理由不明なまま(庵の来訪が知れていたため?)人の山で混雑しきっていたゲーセンの混乱を解消するため、一旦お開きとなり近場のファミレスでまったりする庵ご一行様の姿が。

「でもってまたファミレスかよ」
「そういえば、前にもこんなシチュエーションが春先にありましたねショート先輩」
「あんときも結構食ってたけど、今日は割と小食なんだな安佐」
目の前に並んだ皿の数を勘定しいしい、遠慮しなくていいんだぞと言う茜に庵は「幸せです(*´ω`)」とにっこり歯を見せる。
「それは、来る前にハンバーガーのセットメニュー食べてたからじゃない?」
私も話に聞いてたからどれだけ凄いのかと思ってたんだけど、と麻美はくすくすと笑みをこぼす。

「…ねえ大輔君、そんなに庵君って食べるの?割と小柄な方なのに」
「食う。
ウチの麺屋の伝説メニュー・超特盛豚骨ラーメン煮豚チャーシュー大盛り・ギョーザ・半チャーハン付きを完食したからな。
三十分とかからず余裕で。ぶっちゃけ引いた」
多分お前のバイト先にあるテラ牛丼でも倒せないな、と言われて陰善はうわーっ…と言ったまま口を半開きで固まっている。
その陰善の隣には、さっきから反省しきりで小さくなっている阿南兄弟が慎ましく昼のセットメニューを突いている。

大輔は、ポーチが戻ってきたのに何故か浮かない顔である。
野暮ったい眼鏡のまま、ケータイを弄っている。

現在の会食メンバーは庵・晶・大輔・敦・ネム・茜・麻美そして陰善の八名。
各人の父兄は現在、別所に用意された料亭で早速契約について商談中である。
折角直に顔を合わせる機会なので(朝比奈社長がゆっくりしたいという意向もあり)社長たちとは別行動となり、夕方にお迎えがてら合流する段取りになっている。

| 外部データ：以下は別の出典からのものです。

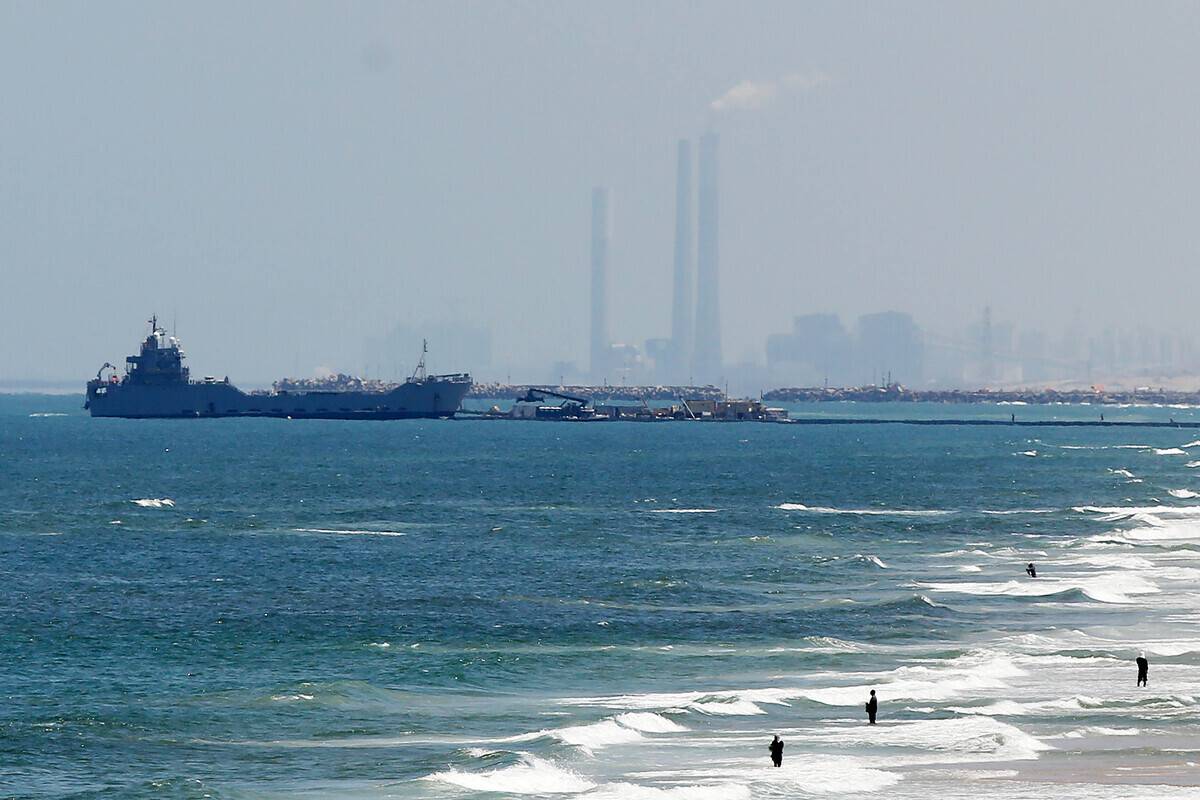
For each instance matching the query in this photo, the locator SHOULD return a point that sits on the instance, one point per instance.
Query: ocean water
(443, 609)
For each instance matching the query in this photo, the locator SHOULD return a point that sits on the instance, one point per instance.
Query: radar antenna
(419, 374)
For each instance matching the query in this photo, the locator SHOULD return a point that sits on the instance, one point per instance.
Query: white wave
(1102, 588)
(726, 708)
(1114, 560)
(154, 503)
(881, 512)
(595, 735)
(1127, 512)
(970, 739)
(1097, 731)
(532, 775)
(951, 679)
(349, 533)
(648, 722)
(1156, 533)
(622, 791)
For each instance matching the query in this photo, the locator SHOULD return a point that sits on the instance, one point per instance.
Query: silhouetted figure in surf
(777, 751)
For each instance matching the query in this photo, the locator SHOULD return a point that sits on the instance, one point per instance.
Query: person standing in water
(777, 751)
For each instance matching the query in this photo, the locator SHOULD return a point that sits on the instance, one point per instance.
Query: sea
(613, 611)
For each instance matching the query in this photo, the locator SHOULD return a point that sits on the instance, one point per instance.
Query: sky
(285, 181)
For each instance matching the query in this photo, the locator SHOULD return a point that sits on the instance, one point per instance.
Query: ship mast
(419, 373)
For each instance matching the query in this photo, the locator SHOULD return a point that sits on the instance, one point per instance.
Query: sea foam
(532, 775)
(154, 503)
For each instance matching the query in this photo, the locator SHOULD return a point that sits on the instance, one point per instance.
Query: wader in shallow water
(777, 751)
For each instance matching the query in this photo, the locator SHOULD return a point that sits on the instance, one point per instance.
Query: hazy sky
(289, 179)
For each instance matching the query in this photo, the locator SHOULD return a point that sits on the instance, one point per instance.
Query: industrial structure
(599, 338)
(707, 362)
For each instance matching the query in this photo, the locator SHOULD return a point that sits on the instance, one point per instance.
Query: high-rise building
(817, 352)
(599, 337)
(708, 317)
(678, 356)
(891, 346)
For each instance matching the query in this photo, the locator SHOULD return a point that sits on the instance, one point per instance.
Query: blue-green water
(261, 608)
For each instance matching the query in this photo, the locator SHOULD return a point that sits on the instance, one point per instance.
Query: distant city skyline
(292, 180)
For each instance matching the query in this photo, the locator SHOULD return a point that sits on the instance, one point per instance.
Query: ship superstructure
(156, 384)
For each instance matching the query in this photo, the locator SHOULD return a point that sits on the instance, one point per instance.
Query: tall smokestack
(599, 364)
(682, 322)
(708, 316)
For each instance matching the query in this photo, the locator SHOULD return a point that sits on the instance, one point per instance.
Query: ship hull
(415, 400)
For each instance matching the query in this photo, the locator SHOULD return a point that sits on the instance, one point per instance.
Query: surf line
(1027, 423)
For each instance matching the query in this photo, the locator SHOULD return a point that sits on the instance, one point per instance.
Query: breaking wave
(154, 503)
(531, 775)
(1102, 588)
(880, 512)
(349, 533)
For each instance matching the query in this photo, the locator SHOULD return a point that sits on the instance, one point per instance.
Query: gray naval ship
(156, 384)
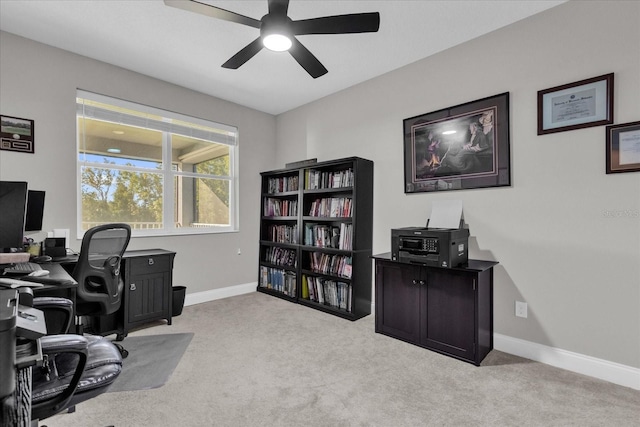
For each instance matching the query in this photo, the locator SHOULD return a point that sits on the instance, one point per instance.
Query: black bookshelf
(316, 231)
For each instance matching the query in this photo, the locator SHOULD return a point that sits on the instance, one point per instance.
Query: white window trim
(231, 139)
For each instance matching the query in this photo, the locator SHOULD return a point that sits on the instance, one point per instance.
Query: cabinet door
(148, 296)
(397, 301)
(448, 323)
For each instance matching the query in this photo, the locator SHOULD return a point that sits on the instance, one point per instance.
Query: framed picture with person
(461, 147)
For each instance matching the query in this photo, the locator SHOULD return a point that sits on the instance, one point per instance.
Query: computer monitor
(13, 203)
(35, 210)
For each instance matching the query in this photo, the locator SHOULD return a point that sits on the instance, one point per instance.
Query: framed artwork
(576, 105)
(623, 148)
(457, 148)
(16, 134)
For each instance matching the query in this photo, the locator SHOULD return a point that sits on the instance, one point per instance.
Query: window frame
(168, 171)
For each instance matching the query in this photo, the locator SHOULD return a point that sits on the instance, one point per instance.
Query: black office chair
(97, 272)
(75, 368)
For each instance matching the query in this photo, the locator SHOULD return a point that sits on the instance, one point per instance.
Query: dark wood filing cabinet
(147, 287)
(448, 310)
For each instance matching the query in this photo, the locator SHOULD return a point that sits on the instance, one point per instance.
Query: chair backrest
(98, 269)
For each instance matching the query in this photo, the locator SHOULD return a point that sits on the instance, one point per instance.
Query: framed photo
(576, 105)
(16, 134)
(457, 148)
(623, 148)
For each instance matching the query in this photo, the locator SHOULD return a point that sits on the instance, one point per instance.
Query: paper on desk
(445, 214)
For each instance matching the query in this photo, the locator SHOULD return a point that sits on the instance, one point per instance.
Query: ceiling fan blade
(278, 7)
(214, 12)
(245, 54)
(339, 24)
(306, 59)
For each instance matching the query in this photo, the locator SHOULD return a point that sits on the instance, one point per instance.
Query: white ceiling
(187, 49)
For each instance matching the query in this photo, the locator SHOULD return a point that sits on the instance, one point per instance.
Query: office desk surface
(58, 277)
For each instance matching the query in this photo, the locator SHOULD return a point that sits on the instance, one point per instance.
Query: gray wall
(576, 267)
(39, 82)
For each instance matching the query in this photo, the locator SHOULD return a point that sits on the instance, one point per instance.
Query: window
(159, 171)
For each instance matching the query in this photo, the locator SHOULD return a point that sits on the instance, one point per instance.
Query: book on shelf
(328, 292)
(277, 207)
(283, 233)
(334, 207)
(281, 256)
(328, 236)
(316, 179)
(278, 280)
(282, 184)
(335, 265)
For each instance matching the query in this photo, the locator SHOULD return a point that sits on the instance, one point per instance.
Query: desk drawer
(149, 264)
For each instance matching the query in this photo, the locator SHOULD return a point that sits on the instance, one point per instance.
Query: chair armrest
(56, 344)
(64, 343)
(58, 313)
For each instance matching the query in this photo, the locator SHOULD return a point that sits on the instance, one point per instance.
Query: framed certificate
(576, 105)
(623, 148)
(16, 134)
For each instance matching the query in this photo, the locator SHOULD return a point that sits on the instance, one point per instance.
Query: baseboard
(215, 294)
(598, 368)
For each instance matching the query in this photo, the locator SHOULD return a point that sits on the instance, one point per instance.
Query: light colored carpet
(256, 360)
(151, 361)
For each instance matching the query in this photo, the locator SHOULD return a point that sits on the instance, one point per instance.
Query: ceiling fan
(278, 31)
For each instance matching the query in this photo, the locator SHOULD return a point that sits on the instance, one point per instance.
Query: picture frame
(577, 105)
(623, 148)
(16, 134)
(458, 148)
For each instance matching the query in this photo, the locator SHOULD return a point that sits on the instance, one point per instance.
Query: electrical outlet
(521, 309)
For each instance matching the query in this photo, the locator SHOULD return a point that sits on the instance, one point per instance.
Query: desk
(58, 283)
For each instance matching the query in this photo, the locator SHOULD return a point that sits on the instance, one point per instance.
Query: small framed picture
(578, 105)
(623, 148)
(16, 134)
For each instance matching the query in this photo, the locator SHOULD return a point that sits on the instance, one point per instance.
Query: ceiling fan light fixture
(276, 42)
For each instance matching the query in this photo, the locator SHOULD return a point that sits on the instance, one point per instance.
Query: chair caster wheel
(123, 351)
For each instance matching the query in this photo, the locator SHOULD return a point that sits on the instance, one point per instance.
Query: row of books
(280, 256)
(282, 184)
(335, 265)
(278, 207)
(315, 179)
(328, 236)
(278, 280)
(328, 292)
(283, 233)
(334, 207)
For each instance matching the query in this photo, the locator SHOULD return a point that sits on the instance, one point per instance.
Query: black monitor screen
(13, 202)
(35, 210)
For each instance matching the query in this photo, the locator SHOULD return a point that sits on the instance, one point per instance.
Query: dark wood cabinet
(316, 235)
(147, 287)
(448, 310)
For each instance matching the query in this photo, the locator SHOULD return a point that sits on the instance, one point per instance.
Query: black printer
(433, 247)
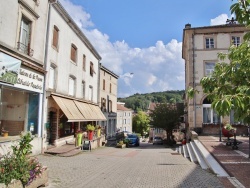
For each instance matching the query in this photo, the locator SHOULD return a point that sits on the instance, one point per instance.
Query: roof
(123, 108)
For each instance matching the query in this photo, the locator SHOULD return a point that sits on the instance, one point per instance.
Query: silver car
(157, 140)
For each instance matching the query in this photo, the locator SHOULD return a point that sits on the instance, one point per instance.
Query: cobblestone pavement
(145, 166)
(235, 162)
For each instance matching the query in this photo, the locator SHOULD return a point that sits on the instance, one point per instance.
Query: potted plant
(90, 129)
(98, 130)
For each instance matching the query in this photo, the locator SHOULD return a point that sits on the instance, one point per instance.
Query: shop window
(24, 42)
(19, 111)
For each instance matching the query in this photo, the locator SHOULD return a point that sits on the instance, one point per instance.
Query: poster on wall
(9, 68)
(29, 79)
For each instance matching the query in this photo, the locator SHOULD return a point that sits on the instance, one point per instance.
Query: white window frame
(236, 40)
(72, 86)
(212, 115)
(209, 43)
(208, 69)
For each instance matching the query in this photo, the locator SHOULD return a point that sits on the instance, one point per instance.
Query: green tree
(229, 85)
(166, 116)
(141, 123)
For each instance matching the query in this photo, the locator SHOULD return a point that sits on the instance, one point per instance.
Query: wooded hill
(141, 101)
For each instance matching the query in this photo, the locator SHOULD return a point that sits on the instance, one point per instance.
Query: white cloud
(155, 68)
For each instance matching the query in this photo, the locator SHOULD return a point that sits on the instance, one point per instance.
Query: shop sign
(9, 68)
(30, 80)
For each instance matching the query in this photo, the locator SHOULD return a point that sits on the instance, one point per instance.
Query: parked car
(133, 140)
(157, 140)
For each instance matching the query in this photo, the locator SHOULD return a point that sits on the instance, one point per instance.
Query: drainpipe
(194, 99)
(45, 65)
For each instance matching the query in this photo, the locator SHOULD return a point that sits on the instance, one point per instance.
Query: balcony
(25, 49)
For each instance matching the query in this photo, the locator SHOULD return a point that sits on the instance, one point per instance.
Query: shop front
(67, 116)
(21, 90)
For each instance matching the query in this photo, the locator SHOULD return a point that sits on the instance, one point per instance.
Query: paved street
(144, 166)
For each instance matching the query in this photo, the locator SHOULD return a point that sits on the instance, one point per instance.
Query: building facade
(72, 79)
(124, 118)
(108, 99)
(200, 49)
(22, 72)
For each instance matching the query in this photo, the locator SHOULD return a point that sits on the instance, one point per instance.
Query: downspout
(45, 65)
(194, 100)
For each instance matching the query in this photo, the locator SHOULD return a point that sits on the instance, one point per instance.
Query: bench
(233, 142)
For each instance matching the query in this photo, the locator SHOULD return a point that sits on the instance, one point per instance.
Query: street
(144, 166)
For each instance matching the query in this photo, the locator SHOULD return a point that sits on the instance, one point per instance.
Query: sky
(141, 40)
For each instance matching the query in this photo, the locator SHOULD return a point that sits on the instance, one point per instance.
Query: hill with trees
(141, 101)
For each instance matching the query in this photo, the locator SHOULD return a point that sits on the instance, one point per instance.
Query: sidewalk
(235, 162)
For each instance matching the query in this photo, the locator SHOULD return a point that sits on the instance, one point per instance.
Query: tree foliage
(141, 101)
(141, 123)
(167, 117)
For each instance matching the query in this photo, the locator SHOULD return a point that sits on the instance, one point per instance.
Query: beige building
(22, 71)
(72, 80)
(124, 118)
(108, 99)
(201, 46)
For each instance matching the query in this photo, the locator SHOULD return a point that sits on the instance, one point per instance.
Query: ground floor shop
(67, 116)
(21, 96)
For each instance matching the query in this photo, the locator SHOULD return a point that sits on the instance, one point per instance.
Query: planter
(90, 135)
(98, 132)
(227, 133)
(39, 181)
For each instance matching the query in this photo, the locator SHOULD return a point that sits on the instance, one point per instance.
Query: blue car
(133, 140)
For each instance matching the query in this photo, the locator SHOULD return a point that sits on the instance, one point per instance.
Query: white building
(200, 49)
(108, 99)
(72, 80)
(22, 49)
(124, 117)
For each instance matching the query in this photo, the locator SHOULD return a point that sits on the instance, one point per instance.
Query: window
(51, 77)
(110, 106)
(209, 42)
(209, 68)
(73, 53)
(71, 86)
(25, 36)
(209, 115)
(103, 84)
(84, 62)
(83, 89)
(92, 71)
(236, 40)
(55, 37)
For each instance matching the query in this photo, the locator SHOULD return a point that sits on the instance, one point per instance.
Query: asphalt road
(146, 166)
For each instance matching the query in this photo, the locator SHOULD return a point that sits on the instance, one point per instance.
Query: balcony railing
(25, 49)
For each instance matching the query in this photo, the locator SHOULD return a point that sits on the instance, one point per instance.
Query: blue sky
(144, 37)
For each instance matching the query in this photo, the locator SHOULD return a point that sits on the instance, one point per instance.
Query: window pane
(71, 86)
(206, 115)
(209, 68)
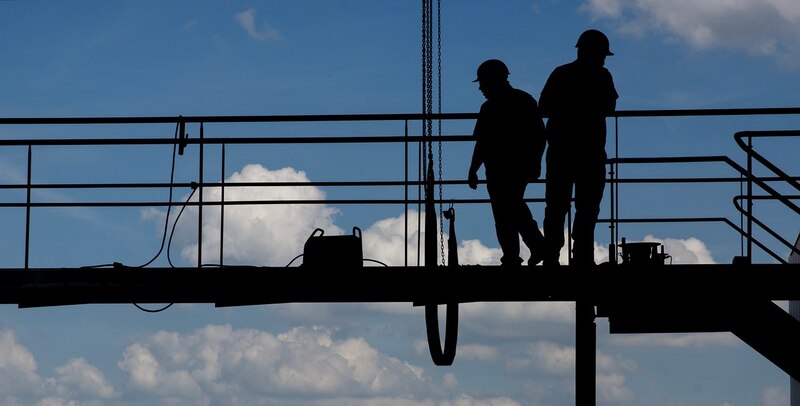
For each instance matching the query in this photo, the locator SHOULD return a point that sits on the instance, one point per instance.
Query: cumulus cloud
(221, 365)
(548, 357)
(774, 396)
(79, 379)
(759, 27)
(264, 235)
(264, 32)
(75, 383)
(684, 251)
(17, 367)
(674, 340)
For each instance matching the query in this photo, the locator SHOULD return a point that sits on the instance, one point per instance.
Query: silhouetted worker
(577, 98)
(509, 143)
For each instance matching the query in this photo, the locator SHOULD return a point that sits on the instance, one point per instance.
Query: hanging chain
(439, 100)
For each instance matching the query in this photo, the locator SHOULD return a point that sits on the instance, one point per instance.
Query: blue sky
(169, 58)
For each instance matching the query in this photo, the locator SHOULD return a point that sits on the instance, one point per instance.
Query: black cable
(166, 222)
(169, 207)
(153, 310)
(172, 233)
(293, 259)
(375, 261)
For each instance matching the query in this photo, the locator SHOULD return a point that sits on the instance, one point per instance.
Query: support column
(585, 353)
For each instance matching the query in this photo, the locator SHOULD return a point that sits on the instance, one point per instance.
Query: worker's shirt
(577, 98)
(510, 136)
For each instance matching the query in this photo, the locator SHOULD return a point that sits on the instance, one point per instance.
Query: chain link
(439, 100)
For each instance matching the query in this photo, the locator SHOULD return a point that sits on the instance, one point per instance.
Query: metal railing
(412, 177)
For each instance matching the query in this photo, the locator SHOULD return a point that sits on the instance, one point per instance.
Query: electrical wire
(169, 206)
(166, 221)
(175, 224)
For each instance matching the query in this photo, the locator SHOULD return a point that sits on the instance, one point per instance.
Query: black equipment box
(333, 251)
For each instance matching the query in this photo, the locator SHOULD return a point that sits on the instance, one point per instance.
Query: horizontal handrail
(34, 141)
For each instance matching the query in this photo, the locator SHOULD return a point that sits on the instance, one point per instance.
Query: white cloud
(75, 383)
(219, 364)
(17, 367)
(385, 240)
(263, 235)
(611, 390)
(548, 357)
(674, 340)
(266, 32)
(774, 396)
(78, 379)
(684, 251)
(759, 27)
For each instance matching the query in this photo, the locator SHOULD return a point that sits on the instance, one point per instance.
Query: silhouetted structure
(509, 143)
(577, 98)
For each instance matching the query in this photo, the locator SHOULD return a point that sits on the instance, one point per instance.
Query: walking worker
(509, 143)
(577, 98)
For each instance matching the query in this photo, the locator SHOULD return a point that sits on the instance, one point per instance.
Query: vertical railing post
(222, 208)
(405, 192)
(749, 199)
(612, 173)
(200, 203)
(28, 208)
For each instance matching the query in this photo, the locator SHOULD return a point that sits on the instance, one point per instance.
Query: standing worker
(577, 98)
(509, 143)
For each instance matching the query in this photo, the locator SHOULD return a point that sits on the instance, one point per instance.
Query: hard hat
(492, 69)
(594, 39)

「さて、メシ食ったし脳みそも回るよな。教えてくれるか?新巻に送りつけたデータの中身」
ヤキモキしている茜に、庵は氷水をカラにしながら「ああ、あれね」と呟く。

「…その前に、この場にいるみんな、誰にも言わないって約束な」
「どうして?」
「それはだな晶。新巻は一応茜さんの親戚縁者だからさ。
下手をすると茜さんの家にも迷惑かかるかも知れないから。朝比奈社長から折角いい話が来て会社もこれからって時に、水差すような事態は避けたいんだ」
「なるほどね」
「…そんなに、やばい情報なのか?安佐」
眉をひそめる茜に、「残念ながら」と庵も真剣な面持ちで声音を落とす。

「事故米」

庵の言葉に、晶は「事故米?何それ」と眉をひそめる。
庵以外のメンバーも、ほぼ同様の反応を示したため「やっぱ知らないか」と溜息をこぼし、庵はんー、と鼻を鳴らす。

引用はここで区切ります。